Universal interpretation of efficacy parameter in perturbed nonequilibrium systems

TL;DR

This paper explores how feedback-modified fluctuation theorems can be universally interpreted through an efficacy parameter, providing consistent lower bounds on work in nonequilibrium systems regardless of feedback protocol design.

Contribution

It introduces a universal interpretation of the efficacy parameter in extended fluctuation theorems, ensuring consistent bounds on work in feedback-controlled nonequilibrium systems.

Findings

The efficacy parameter provides a consistent lower bound on work.

Different feedback protocols lead to varied correction terms in fluctuation theorems.
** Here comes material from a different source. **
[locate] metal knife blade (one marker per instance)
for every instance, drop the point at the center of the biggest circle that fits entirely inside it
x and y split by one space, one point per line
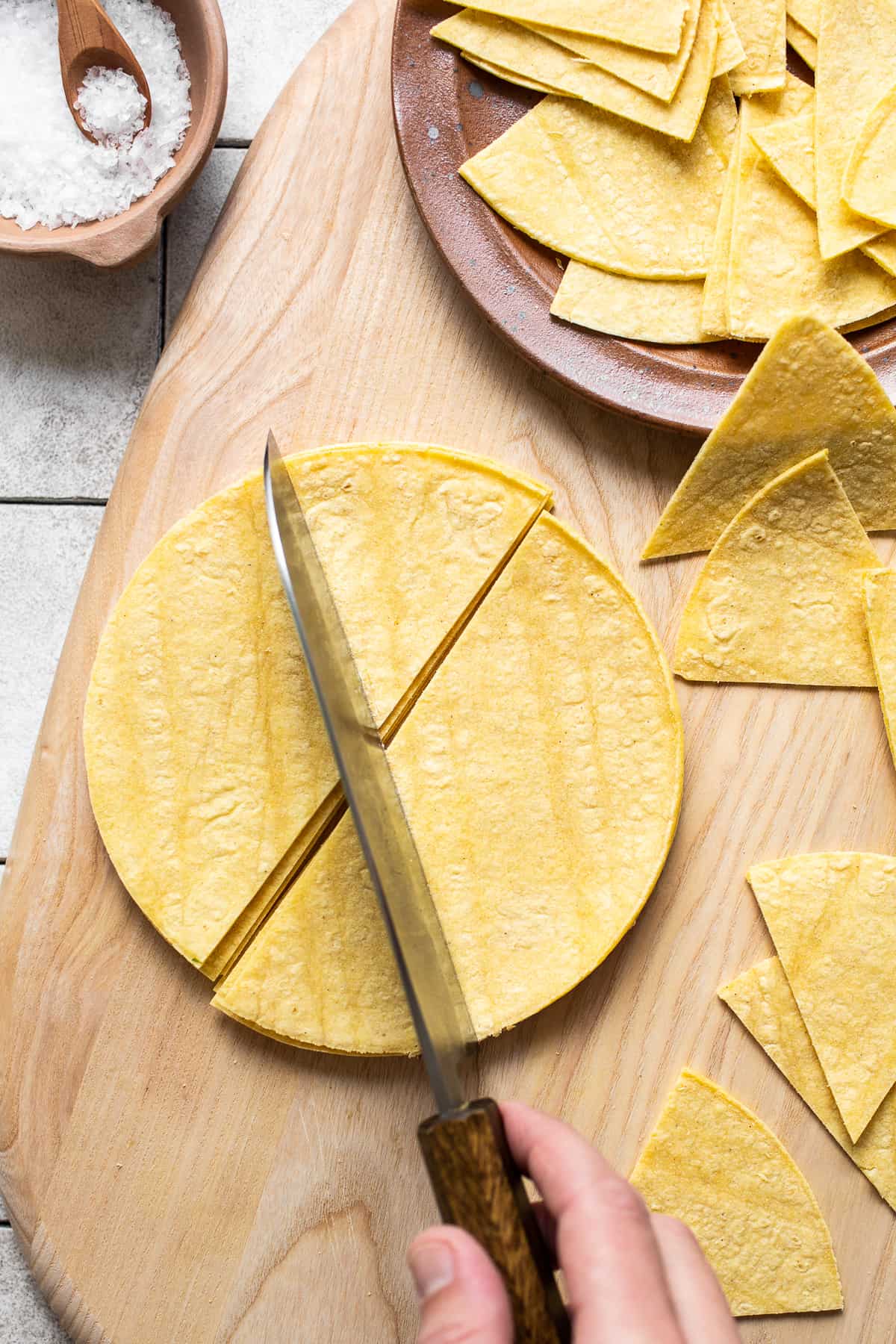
423 960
The proposed interpretation remains valid across multiple feedback schemes.

Abstract

The fluctuation theorems have remained one of the cornerstones in the study of systems that are driven far out of equilibrium, and they provide strong constraints on the fraction of trajectories that behave atypically in light of the second law. They have mainly been derived for a predetermined external drive applied to the system. However, to improve the efficiency of a process, one needs to incorporate protocols that are modified by receiving feedbacks about the recent state of the system, during its evolution. In such a case, the forms of the conventional fluctuation theorems get modified, the correction term involving terms that depend on the way the reverse/conjugate process is defined, namely, the rules of using feedback in order to generate the exact time-reversed/conjugate protocols. We show in this paper that this can be done in a large number of ways, and in each case we would get a different expression for the correction terms. This would in turn lead to several lower bounds on the mean work that must be performed on the system, or on the entropy changes. Here we analyze a form of the extended fluctuation theorems that involves the efficacy parameter, and find that this form gives rise to a lower bound for the mean work that retains a consistent physical meaning regardless of the design of feedback along the conjugate process, as opposed to the case of the previously mentioned form of the modified fluctuation theorems.